Automated visual regression testing might sound like a mouthful at first, but the concept behind it is fairly simple. You have a picture of what your user interface (UI) needs to look like to the user and you automatically run tests on the current UI to see if any “regression” has taken place.
Some people call it visual validation or UI testing or even just visual testing, though they’re all referring to pretty much the same process of comparing pixels from two pictures. The Kubernetes declarative system comes to mind as an analogy since Kubernetes is always trying to match the current cluster situation with a picture it has of what it needs to look like. Similarly, visual tests are continuously run to make sure the current UI isn’t straying away from the corresponding reference screenshots. The only difference here is that instead of configurations, we literally have pictures of what we want our system [UI] to look like.
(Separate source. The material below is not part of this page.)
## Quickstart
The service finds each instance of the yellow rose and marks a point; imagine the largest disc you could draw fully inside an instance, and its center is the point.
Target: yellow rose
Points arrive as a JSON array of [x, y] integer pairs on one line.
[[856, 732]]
How often have you opened an app and tried to access a feature—but couldn’t because of overlapping text or some ad that was blocking half the page? The first thing you wonder when something like that happens is ‘how do errors that directly affect the end-user experience get past the people in charge of quality?’ The answer is that someone obviously made some changes to the code that had visual implications that no one from quality control is aware of yet.
This is why visual tests are critical, especially in today’s mobile world where there are hundreds of possible combinations of devices and operating systems that all do the “code-to-pixel” conversion a little differently. This is why the same page can often look and even respond differently on two different devices, which basically means someone didn’t do a visual test for every possibility. Additionally, different screen sizes further complicate matters when what you’re looking for is uniformity.
Function vs. Design
While it’s pretty clear that you need to test your application for functional regression, a lot of people make the mistake of assuming that this covers the visual element as well. There is a clear distinction between the two, and compared to functional regression testing that checks if any new code has impeded the functionality of a page, visual testing is specifically about deviations in appearance.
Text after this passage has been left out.